The agency’s unemployment-to-job-vacancies ratio for the mining and energy sector—a measure of the number of unemployed people for each available job—reached 3.5 in October, the most recent month for which data are available. That’s slightly higher than the average for all industrial sectors. By contrast, during the same month in 2011, the figure was 1.1, giving mining the tightest job market of any sector at the time. It all portends an increasingly difficult-to-crack marketplace for job seekers.

Greg Dobbelsteyn can speak first-hand of that difficulty. He found a job in mineral exploration right after graduating from McGill University in 2011, and says almost all his classmates found work immediately, too. But when he helped to staff his company’s booth at a major mining convention in March, he saw a stark difference. “The atmosphere was pretty grim,” he says. “Only a handful of companies were actively looking to hire, and many companies that looked healthy just a year earlier were looking desperate. I know a lot of my friends have struggled to find jobs over the past year, though most seem to have landed something eventually.”

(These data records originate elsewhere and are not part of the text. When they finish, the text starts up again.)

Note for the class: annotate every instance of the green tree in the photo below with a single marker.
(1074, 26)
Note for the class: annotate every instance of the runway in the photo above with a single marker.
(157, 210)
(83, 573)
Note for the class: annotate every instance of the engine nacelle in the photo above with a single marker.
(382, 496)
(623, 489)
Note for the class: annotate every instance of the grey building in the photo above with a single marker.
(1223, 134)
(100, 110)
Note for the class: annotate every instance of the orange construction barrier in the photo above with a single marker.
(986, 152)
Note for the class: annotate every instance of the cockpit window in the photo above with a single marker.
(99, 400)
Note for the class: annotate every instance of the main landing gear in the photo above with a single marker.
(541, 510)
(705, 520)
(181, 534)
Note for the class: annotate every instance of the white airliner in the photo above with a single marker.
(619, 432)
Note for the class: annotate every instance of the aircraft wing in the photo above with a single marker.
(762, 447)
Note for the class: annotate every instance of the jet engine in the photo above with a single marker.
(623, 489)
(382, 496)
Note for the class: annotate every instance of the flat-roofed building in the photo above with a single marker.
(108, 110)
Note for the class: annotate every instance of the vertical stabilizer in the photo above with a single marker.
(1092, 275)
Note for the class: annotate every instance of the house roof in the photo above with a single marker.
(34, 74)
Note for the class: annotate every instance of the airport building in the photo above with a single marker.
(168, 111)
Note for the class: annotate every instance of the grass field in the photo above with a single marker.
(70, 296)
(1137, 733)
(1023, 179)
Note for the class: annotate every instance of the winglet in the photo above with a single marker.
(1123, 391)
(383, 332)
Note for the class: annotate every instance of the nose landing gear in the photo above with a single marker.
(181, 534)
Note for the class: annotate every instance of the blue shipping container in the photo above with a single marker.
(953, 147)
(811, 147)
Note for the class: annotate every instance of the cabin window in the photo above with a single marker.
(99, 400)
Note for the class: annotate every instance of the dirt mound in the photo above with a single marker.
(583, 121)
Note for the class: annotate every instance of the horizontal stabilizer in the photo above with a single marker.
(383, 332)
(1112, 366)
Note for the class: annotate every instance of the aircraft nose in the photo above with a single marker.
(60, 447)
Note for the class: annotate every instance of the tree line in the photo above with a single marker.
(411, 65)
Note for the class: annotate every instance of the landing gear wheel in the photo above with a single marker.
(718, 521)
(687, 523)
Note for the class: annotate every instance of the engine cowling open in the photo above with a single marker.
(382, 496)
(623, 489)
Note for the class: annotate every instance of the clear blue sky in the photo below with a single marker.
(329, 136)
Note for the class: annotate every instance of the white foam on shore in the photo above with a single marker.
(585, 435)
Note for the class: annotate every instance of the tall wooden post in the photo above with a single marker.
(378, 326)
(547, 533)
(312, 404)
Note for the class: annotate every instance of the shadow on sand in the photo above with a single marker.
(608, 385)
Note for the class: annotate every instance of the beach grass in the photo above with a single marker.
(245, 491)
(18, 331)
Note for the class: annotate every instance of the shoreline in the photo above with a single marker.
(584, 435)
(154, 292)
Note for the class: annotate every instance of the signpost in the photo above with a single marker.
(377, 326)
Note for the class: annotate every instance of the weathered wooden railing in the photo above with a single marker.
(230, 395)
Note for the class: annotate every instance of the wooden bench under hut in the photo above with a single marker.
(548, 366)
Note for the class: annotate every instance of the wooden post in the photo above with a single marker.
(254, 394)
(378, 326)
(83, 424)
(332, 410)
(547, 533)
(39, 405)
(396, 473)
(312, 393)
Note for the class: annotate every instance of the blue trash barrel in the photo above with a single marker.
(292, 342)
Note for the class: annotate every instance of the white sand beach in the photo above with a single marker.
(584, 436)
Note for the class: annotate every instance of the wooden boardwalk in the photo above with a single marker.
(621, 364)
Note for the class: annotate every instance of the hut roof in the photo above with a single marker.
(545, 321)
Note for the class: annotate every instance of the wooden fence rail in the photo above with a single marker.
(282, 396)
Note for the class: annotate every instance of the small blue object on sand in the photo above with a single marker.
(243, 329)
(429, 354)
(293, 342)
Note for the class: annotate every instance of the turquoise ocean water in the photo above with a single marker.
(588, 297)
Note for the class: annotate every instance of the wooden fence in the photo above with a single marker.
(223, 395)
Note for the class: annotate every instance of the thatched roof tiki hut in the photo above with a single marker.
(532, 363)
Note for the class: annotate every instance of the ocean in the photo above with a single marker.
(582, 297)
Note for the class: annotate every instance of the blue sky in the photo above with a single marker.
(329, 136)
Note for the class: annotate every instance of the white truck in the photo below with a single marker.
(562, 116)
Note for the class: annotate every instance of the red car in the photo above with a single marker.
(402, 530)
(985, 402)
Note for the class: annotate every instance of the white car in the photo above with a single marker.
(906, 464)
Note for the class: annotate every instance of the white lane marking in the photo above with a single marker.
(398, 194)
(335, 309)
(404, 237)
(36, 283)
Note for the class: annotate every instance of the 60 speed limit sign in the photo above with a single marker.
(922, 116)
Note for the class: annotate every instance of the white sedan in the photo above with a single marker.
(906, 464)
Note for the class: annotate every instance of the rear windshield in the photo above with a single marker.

The employment drought is due to a number of factors. According to a 2013 report by Ernst & Young, mining investment in Canada flatlined in 2012, with the industry’s eye turning firmly toward developing countries, where the political risks may be higher, but so, too, are potential rewards. Weaker commodity prices have also buffeted the industry.

Talan Iscan, a professor of economics at Dalhousie University, says oil, potash, copper and other metals—Canada’s primary resource exports—have a huge exposure to fickle global markets, and commodities are subject to regular boom-or-bust cycles. “We seem to be going through another phase of declining commodity prices, and we’re not exactly sure how long it’s going to last,” he says.